Shorting stocks explained
Buying stock is pretty easy for even the novice investor to understand. You are simply owning a very small part of a company.
Shorting stock is harder to understand, and I definitely do not recommend shorting stocks if you are a novice investor.
Shorting a stock is basically taking a loan out against the stock.
If company XYZ is trading at 50 dollars a share you can short 20 shares and you will be given whatever the price of the shares you shorted, in this case one thousand dollars. However you will “owe” 20 shares. You can repay these shares at any time similarly to the way that you can sell shares of stock that you own at any time.
I do not short stocks for many reasons, here are a few of them:
- You could lose endless amounts of money. When you buy shares of a company you can only lose however much you invest in the company. What happens when you short a stock and it ends up being the next microsoft? You will be wiped out in an instant.
- I cannot predict what will happen in the short term. This is why I do not buy and sell companies daily or weekly. I do not know if a company will be up or down tomorrow but I can get a pretty solid inkling of how a company will do over years and decades.
- You are setting yourself up to lose if you short a stock long term.

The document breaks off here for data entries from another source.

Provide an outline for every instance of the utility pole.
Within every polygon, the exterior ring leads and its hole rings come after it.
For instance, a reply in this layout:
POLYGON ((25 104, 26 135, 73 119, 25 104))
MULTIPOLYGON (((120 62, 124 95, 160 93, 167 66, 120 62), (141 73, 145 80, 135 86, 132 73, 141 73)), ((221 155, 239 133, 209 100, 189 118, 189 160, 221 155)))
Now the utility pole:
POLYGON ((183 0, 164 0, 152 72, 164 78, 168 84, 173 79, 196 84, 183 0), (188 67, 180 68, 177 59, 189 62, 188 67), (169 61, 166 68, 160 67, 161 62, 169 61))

Stocks generally return 8-10% a year over time. By betting that the price of a stock will go down you are going up against history and the market, which is not a smart move.
The pro’s can get away with shorting stocks and making a solid return on their investment but I simply cannot. I encourage you to stick with buying shares of companies that are profitable and well run. Hold them for as long as you can and you will see a great return on your money over the long run with little work and little risk.